A 30 km solar electric fencing system will be installed along the forest in the southern province of Dong Nai this year, to minimise conflict between elephants at the Natural and Cultural Reserve Park and villagers living in close proximity.
The Reserve’s director said that the fencing, the first of its kind in the country, is expected to protect the living habitat of both the people and the dwindling elephant numbers. The solar fence has been utilised in many countries, including India and Cambodia, with much success.
Authorities have assured that the fencing system would be completely safe. It will control the animals via sharp, but safe shocks, sufficiently memorable to prevent repeat action.
As many as 1,500 ‘danger' signs will be installed along the fence, which will include eight gates for forest rangers and people to pass through.
The province currently has more than ten elephants, including male, female and calves, living in an area of about 30,000ha of forest protected by reserve staff.
In recent years, farmers in some communes nearby said the elephants continually destroyed their sugarcane, mango and cashew fields, amounting to much financial loss.
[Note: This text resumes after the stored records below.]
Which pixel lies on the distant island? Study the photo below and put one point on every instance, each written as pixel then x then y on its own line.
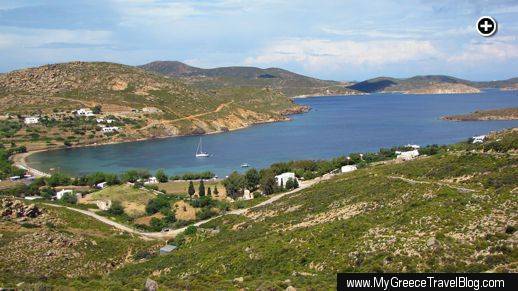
pixel 92 103
pixel 82 103
pixel 484 115
pixel 432 84
pixel 289 83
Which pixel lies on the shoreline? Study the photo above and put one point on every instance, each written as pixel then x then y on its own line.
pixel 324 95
pixel 20 160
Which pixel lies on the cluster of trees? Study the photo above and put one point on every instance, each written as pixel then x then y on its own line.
pixel 8 128
pixel 201 189
pixel 6 166
pixel 253 180
pixel 194 176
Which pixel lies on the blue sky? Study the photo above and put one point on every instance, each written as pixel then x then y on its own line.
pixel 341 40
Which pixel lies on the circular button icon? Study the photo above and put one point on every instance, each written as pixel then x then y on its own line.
pixel 486 26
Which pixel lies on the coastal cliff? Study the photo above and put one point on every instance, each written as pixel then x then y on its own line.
pixel 140 104
pixel 482 115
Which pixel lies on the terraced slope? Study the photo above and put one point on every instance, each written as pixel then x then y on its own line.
pixel 61 245
pixel 291 84
pixel 434 84
pixel 452 212
pixel 173 107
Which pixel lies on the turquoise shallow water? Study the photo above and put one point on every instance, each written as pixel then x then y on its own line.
pixel 336 125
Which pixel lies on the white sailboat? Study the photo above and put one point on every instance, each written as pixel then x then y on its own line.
pixel 199 151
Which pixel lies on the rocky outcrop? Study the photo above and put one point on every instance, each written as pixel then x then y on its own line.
pixel 496 114
pixel 444 88
pixel 12 208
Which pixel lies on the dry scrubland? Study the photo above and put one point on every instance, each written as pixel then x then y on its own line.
pixel 146 105
pixel 455 211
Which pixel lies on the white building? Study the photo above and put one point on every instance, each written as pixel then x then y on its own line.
pixel 31 120
pixel 479 139
pixel 247 195
pixel 348 168
pixel 151 180
pixel 61 193
pixel 84 112
pixel 102 120
pixel 405 156
pixel 283 178
pixel 108 129
pixel 414 146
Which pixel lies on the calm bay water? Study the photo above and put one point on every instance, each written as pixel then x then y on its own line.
pixel 336 125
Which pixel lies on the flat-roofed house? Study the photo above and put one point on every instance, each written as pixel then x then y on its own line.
pixel 348 168
pixel 406 156
pixel 283 178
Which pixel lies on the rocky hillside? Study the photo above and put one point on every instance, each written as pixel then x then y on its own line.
pixel 40 243
pixel 416 85
pixel 495 114
pixel 455 211
pixel 434 84
pixel 177 108
pixel 289 83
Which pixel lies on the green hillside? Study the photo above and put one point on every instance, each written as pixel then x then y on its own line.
pixel 291 84
pixel 451 212
pixel 144 104
pixel 60 245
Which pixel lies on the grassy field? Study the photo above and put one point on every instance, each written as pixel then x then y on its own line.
pixel 454 212
pixel 133 200
pixel 62 245
pixel 180 187
pixel 451 212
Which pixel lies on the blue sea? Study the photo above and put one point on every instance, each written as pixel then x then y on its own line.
pixel 336 125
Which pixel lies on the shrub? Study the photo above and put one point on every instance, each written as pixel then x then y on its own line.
pixel 161 176
pixel 191 229
pixel 116 208
pixel 69 198
pixel 157 204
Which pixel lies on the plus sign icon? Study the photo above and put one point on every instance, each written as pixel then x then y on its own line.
pixel 486 26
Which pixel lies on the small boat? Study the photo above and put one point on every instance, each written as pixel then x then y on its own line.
pixel 199 151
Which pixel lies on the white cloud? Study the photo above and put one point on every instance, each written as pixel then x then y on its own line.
pixel 320 53
pixel 39 37
pixel 149 12
pixel 486 52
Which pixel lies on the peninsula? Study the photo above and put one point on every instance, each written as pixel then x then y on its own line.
pixel 483 115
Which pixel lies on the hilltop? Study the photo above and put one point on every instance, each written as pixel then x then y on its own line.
pixel 432 84
pixel 291 84
pixel 154 105
pixel 452 211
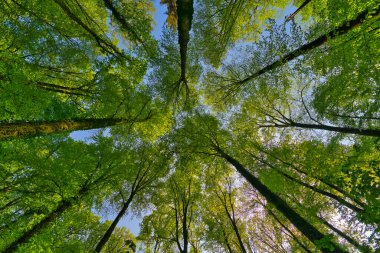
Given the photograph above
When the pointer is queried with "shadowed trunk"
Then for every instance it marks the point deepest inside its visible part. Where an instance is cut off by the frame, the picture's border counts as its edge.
(344, 28)
(63, 89)
(110, 230)
(322, 180)
(298, 10)
(37, 128)
(307, 229)
(107, 46)
(185, 11)
(349, 239)
(294, 237)
(313, 188)
(348, 130)
(123, 22)
(51, 217)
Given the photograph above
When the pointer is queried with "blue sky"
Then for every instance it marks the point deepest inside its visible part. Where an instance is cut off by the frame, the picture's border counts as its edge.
(130, 221)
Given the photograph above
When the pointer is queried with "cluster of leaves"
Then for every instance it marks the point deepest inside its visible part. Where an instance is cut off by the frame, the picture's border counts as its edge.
(269, 141)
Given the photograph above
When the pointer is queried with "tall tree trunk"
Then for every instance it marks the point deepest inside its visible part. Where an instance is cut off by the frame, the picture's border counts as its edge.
(236, 230)
(349, 239)
(307, 229)
(37, 128)
(123, 22)
(322, 180)
(344, 28)
(234, 226)
(294, 237)
(110, 230)
(103, 43)
(298, 10)
(226, 241)
(347, 130)
(185, 232)
(63, 89)
(51, 217)
(320, 191)
(185, 11)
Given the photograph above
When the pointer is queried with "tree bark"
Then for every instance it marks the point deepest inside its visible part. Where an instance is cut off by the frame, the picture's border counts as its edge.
(320, 191)
(344, 28)
(294, 237)
(322, 180)
(124, 23)
(102, 43)
(226, 241)
(307, 229)
(185, 10)
(63, 89)
(37, 128)
(347, 130)
(110, 230)
(349, 239)
(51, 217)
(298, 10)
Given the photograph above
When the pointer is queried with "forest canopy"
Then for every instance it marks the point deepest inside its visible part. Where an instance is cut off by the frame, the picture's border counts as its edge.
(244, 126)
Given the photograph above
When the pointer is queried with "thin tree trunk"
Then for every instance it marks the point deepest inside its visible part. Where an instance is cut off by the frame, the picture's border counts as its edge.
(110, 230)
(307, 229)
(185, 10)
(226, 241)
(348, 130)
(185, 232)
(290, 232)
(51, 217)
(346, 194)
(349, 239)
(320, 191)
(241, 244)
(63, 89)
(234, 226)
(298, 10)
(105, 45)
(37, 128)
(63, 206)
(124, 23)
(344, 28)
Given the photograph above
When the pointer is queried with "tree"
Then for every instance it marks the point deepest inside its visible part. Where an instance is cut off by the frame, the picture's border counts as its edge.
(237, 129)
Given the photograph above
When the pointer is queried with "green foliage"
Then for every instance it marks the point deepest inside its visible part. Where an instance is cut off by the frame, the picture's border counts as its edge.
(285, 121)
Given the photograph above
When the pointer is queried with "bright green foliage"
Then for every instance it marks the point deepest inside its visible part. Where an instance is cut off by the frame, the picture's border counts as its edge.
(296, 105)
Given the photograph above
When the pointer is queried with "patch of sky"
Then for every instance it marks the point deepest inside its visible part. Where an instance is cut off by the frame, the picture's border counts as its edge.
(129, 221)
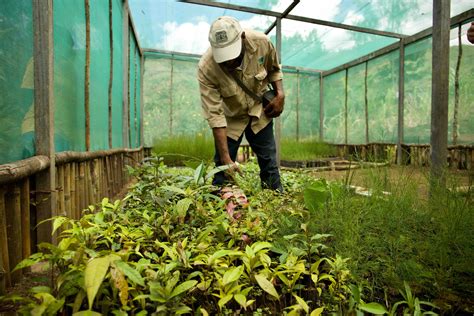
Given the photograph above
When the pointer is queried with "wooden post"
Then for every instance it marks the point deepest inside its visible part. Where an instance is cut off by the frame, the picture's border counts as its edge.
(67, 190)
(456, 88)
(111, 71)
(278, 119)
(171, 96)
(321, 107)
(14, 234)
(345, 106)
(401, 101)
(5, 261)
(87, 76)
(297, 105)
(44, 113)
(25, 218)
(366, 103)
(125, 50)
(439, 95)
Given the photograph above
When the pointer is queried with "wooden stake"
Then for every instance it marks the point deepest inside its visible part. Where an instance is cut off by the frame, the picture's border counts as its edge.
(25, 218)
(14, 234)
(111, 73)
(5, 280)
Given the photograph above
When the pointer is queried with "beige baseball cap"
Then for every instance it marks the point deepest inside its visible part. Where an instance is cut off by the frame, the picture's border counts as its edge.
(225, 39)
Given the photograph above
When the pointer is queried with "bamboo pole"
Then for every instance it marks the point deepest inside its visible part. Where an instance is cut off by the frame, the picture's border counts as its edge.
(13, 212)
(5, 280)
(111, 72)
(87, 75)
(456, 88)
(60, 187)
(25, 218)
(67, 190)
(74, 188)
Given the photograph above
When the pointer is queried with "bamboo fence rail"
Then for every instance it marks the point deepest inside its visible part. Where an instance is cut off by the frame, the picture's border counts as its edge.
(82, 179)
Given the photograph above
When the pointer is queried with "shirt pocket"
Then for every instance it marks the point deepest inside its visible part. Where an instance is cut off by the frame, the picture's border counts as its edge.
(228, 91)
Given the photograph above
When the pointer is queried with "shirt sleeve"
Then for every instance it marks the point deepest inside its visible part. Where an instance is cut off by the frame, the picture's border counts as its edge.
(211, 101)
(272, 64)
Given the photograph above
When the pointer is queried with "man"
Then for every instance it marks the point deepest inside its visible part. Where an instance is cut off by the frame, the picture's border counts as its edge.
(229, 110)
(470, 33)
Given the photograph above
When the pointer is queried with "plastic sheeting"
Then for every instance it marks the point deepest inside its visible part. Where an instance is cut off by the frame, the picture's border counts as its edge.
(16, 81)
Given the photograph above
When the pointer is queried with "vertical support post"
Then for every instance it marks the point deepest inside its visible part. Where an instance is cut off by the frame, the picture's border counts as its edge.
(456, 89)
(321, 107)
(111, 70)
(125, 63)
(401, 101)
(346, 92)
(439, 94)
(297, 105)
(366, 103)
(171, 95)
(142, 73)
(278, 119)
(44, 114)
(87, 76)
They now totally agree with the building of the fence as it will deter the elephants that trample cultivated crops in search of food. Farmers believe the solar fence will sufficiently hinder the entry of the wild herd.
During the last three years, the province has given nearly VND4 billion in compensations to farmers.
Since 2009, nine elephants have died in the reserve and the the nearby protective forest area, eight without a clear reason while one was shot dead.